— Кливер?
— «Рабство» — это просто ярлык, — мрачно отозвался тот. — И нечего тут разводить турусы на колесах.
— Повтори, что ты сказал!
— Ну ладно, ладно. Черт побери, Майк, я же не хотел. Но можно ведь придумать какую-нибудь разумную систему оплаты…
— Придумывай, придумывай — а я посмотрю, — отозвался Микелис, резко встал, прошагал к плавно загибающемуся подоконнику и снова сел, глядя в темноту, расчерченную дождевым пунктиром. Руис-Санчес никогда бы раньше не подумал, что химик способен на столь глубокие переживания. Впрочем, дивился священник не только Микелису, но и себе самому; ему и в голову не пришло бы использовать как довод денежную сторону вопроса. Микелис, сам того не подозревая, затронул старое больное место всей церковной доктрины — вопрос, официальное разрешение которого никогда не совпадало со внутренним убеждением Руис-Санчеса. Ему вспомнилось стихотворение, подводившее своего рода черту под этим древним спором, стихотворение, написанное еще в 1950-е:
«Нешек» — это когда дают деньги в долг под проценты (грех, некогда именовавшийся ростовщичеством, за который Данте отправлял прямиком в ад). А теперь вот Майк, даже христианином не будучи, утверждает, что деньги сами по себе — это форма рабства.
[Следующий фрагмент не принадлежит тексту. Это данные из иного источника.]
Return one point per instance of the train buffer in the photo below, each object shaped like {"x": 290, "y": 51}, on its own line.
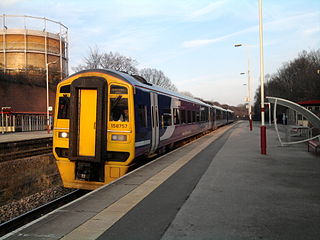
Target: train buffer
{"x": 217, "y": 187}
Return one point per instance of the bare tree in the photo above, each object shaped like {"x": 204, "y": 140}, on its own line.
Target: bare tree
{"x": 157, "y": 77}
{"x": 296, "y": 80}
{"x": 92, "y": 61}
{"x": 186, "y": 93}
{"x": 115, "y": 61}
{"x": 119, "y": 63}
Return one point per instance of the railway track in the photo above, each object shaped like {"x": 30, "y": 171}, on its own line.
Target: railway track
{"x": 25, "y": 148}
{"x": 27, "y": 217}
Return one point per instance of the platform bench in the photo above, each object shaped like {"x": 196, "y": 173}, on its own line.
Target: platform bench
{"x": 314, "y": 144}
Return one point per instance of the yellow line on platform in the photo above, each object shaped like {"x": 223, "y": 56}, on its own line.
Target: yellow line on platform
{"x": 98, "y": 224}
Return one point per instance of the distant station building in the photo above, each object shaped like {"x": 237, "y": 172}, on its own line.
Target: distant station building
{"x": 31, "y": 48}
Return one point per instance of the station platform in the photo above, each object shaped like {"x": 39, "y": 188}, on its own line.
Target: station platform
{"x": 21, "y": 136}
{"x": 217, "y": 187}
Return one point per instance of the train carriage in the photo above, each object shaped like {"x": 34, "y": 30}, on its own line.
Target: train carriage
{"x": 106, "y": 119}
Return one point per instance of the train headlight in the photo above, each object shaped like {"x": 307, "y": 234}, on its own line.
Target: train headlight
{"x": 63, "y": 135}
{"x": 118, "y": 137}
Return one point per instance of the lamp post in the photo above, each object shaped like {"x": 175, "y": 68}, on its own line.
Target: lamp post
{"x": 263, "y": 135}
{"x": 47, "y": 83}
{"x": 249, "y": 84}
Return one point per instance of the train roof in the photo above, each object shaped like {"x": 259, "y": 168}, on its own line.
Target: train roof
{"x": 133, "y": 80}
{"x": 137, "y": 81}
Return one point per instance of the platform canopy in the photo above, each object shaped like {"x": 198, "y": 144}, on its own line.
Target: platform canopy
{"x": 310, "y": 116}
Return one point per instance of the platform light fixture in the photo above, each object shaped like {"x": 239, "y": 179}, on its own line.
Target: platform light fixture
{"x": 47, "y": 81}
{"x": 263, "y": 134}
{"x": 249, "y": 83}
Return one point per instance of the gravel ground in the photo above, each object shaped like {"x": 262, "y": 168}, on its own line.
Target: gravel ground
{"x": 26, "y": 204}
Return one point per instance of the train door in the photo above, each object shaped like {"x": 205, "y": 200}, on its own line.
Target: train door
{"x": 154, "y": 122}
{"x": 87, "y": 144}
{"x": 87, "y": 122}
{"x": 143, "y": 126}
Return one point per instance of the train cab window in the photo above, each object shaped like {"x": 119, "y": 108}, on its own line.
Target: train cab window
{"x": 176, "y": 117}
{"x": 119, "y": 109}
{"x": 115, "y": 89}
{"x": 64, "y": 107}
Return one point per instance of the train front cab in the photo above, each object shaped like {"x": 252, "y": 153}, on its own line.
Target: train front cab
{"x": 93, "y": 130}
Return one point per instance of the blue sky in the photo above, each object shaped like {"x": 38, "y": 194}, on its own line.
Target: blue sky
{"x": 191, "y": 41}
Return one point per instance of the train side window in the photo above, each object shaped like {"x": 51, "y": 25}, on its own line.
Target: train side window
{"x": 142, "y": 113}
{"x": 115, "y": 89}
{"x": 119, "y": 109}
{"x": 64, "y": 107}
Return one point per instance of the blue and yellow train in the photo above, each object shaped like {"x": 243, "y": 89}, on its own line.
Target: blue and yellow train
{"x": 105, "y": 120}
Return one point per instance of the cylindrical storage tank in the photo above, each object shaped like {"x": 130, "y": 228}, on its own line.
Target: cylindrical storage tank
{"x": 33, "y": 45}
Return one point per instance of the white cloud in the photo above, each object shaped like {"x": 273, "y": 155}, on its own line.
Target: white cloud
{"x": 7, "y": 3}
{"x": 203, "y": 42}
{"x": 211, "y": 9}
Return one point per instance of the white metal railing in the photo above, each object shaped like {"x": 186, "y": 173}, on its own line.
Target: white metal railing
{"x": 21, "y": 122}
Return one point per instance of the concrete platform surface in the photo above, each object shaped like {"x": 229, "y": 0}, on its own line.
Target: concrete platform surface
{"x": 218, "y": 187}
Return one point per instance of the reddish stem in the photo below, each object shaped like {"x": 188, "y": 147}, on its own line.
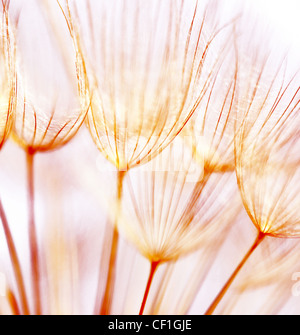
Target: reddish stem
{"x": 111, "y": 270}
{"x": 14, "y": 260}
{"x": 34, "y": 254}
{"x": 221, "y": 294}
{"x": 153, "y": 269}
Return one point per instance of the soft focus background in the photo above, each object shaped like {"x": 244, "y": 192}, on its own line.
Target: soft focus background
{"x": 74, "y": 185}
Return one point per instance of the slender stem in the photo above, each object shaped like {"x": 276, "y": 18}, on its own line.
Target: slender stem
{"x": 221, "y": 294}
{"x": 33, "y": 244}
{"x": 15, "y": 261}
{"x": 111, "y": 271}
{"x": 153, "y": 268}
{"x": 13, "y": 302}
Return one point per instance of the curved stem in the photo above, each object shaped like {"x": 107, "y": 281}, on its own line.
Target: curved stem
{"x": 221, "y": 294}
{"x": 33, "y": 244}
{"x": 111, "y": 270}
{"x": 12, "y": 302}
{"x": 153, "y": 269}
{"x": 14, "y": 260}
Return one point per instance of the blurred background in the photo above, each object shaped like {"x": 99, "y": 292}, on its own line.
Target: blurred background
{"x": 74, "y": 186}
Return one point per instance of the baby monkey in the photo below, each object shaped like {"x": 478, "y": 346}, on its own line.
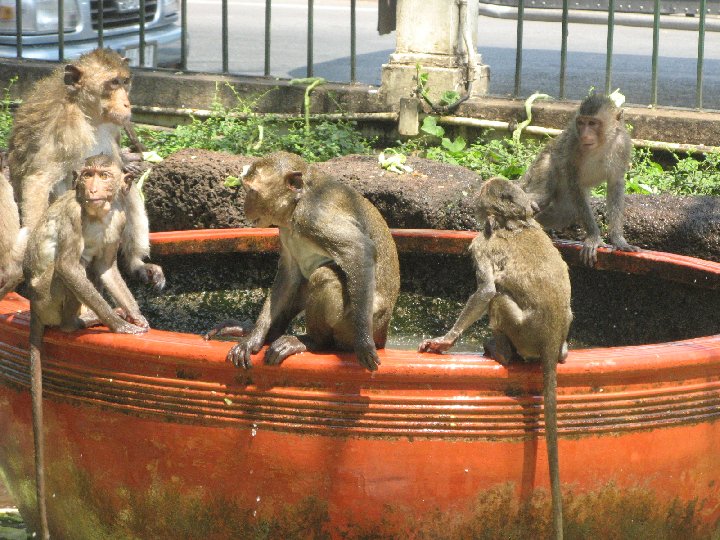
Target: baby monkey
{"x": 523, "y": 285}
{"x": 76, "y": 240}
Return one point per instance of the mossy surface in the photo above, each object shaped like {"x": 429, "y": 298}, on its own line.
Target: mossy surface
{"x": 610, "y": 308}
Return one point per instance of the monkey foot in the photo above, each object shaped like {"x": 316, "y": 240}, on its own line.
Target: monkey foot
{"x": 502, "y": 355}
{"x": 283, "y": 347}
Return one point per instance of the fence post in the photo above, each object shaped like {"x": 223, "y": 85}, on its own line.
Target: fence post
{"x": 432, "y": 34}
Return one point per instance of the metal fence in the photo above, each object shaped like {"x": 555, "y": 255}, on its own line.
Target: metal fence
{"x": 656, "y": 13}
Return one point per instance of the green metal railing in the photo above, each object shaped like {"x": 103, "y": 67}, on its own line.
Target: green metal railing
{"x": 611, "y": 23}
{"x": 522, "y": 15}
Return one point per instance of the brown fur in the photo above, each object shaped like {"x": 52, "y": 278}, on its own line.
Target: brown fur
{"x": 338, "y": 263}
{"x": 76, "y": 112}
{"x": 594, "y": 148}
{"x": 75, "y": 237}
{"x": 523, "y": 285}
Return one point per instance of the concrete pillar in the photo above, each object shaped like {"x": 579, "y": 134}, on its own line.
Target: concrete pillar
{"x": 430, "y": 33}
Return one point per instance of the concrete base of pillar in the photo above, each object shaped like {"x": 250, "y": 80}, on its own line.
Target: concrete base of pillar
{"x": 399, "y": 77}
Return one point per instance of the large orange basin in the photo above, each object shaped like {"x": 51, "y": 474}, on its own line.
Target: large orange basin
{"x": 156, "y": 436}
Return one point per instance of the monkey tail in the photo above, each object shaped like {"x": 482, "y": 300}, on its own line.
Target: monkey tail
{"x": 135, "y": 242}
{"x": 550, "y": 360}
{"x": 13, "y": 273}
{"x": 36, "y": 334}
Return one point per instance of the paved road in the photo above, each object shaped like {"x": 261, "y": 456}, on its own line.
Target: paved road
{"x": 496, "y": 42}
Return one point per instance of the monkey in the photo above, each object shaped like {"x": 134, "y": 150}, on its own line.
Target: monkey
{"x": 338, "y": 263}
{"x": 10, "y": 254}
{"x": 524, "y": 286}
{"x": 76, "y": 112}
{"x": 594, "y": 148}
{"x": 78, "y": 235}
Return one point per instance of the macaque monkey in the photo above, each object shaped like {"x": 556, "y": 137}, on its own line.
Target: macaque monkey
{"x": 78, "y": 236}
{"x": 76, "y": 112}
{"x": 593, "y": 149}
{"x": 10, "y": 252}
{"x": 523, "y": 285}
{"x": 338, "y": 263}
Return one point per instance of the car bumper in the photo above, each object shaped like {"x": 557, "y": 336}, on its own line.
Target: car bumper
{"x": 163, "y": 47}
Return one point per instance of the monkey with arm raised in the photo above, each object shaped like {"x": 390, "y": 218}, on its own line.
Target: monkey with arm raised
{"x": 77, "y": 236}
{"x": 594, "y": 148}
{"x": 523, "y": 285}
{"x": 338, "y": 263}
{"x": 76, "y": 112}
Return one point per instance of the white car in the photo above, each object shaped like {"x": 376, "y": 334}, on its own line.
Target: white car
{"x": 121, "y": 29}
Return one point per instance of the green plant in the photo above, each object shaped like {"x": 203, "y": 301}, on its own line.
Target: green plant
{"x": 6, "y": 117}
{"x": 241, "y": 130}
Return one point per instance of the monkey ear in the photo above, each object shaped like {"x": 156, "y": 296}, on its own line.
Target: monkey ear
{"x": 294, "y": 180}
{"x": 73, "y": 74}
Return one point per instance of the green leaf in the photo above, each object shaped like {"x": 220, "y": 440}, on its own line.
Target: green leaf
{"x": 448, "y": 97}
{"x": 430, "y": 126}
{"x": 454, "y": 147}
{"x": 528, "y": 112}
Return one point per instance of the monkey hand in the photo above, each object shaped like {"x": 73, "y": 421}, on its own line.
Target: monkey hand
{"x": 128, "y": 328}
{"x": 588, "y": 253}
{"x": 239, "y": 355}
{"x": 152, "y": 274}
{"x": 436, "y": 345}
{"x": 283, "y": 347}
{"x": 367, "y": 355}
{"x": 137, "y": 319}
{"x": 228, "y": 327}
{"x": 621, "y": 244}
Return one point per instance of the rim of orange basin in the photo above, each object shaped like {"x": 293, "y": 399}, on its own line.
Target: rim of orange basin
{"x": 695, "y": 358}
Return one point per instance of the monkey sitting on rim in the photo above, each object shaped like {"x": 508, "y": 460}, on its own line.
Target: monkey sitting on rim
{"x": 594, "y": 148}
{"x": 78, "y": 235}
{"x": 524, "y": 286}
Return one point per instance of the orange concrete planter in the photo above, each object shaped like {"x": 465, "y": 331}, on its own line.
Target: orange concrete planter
{"x": 157, "y": 437}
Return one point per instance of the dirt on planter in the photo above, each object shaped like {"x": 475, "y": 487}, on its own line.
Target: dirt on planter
{"x": 187, "y": 191}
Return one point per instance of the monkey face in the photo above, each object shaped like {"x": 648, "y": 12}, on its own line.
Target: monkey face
{"x": 115, "y": 99}
{"x": 501, "y": 201}
{"x": 589, "y": 131}
{"x": 97, "y": 187}
{"x": 270, "y": 197}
Вот уж действительно, место больное, и весьма.
— Итак, — говорил тем временем Микелис, — я продолжаю. Как ты там, Пол, сказанул… система автоматической безопасности? Думаешь, литиане ни в жизнь не расчухают всех этих твоих секретных премудростей, не смогут ничего никому рассказать, и никакой проверки на благонадежность не надо? Так вот, ничего подобного — мог бы и сам догадаться, знай ты литиан хоть чуть-чуть. Они потрясающе умны, и многие ключевые знания у них уже есть. Я кое-что рассказал им о магнетизме, так они впитали все, до последней капли, и тут же пустили в ход — с невероятной, сверхъестественной изобретательностью.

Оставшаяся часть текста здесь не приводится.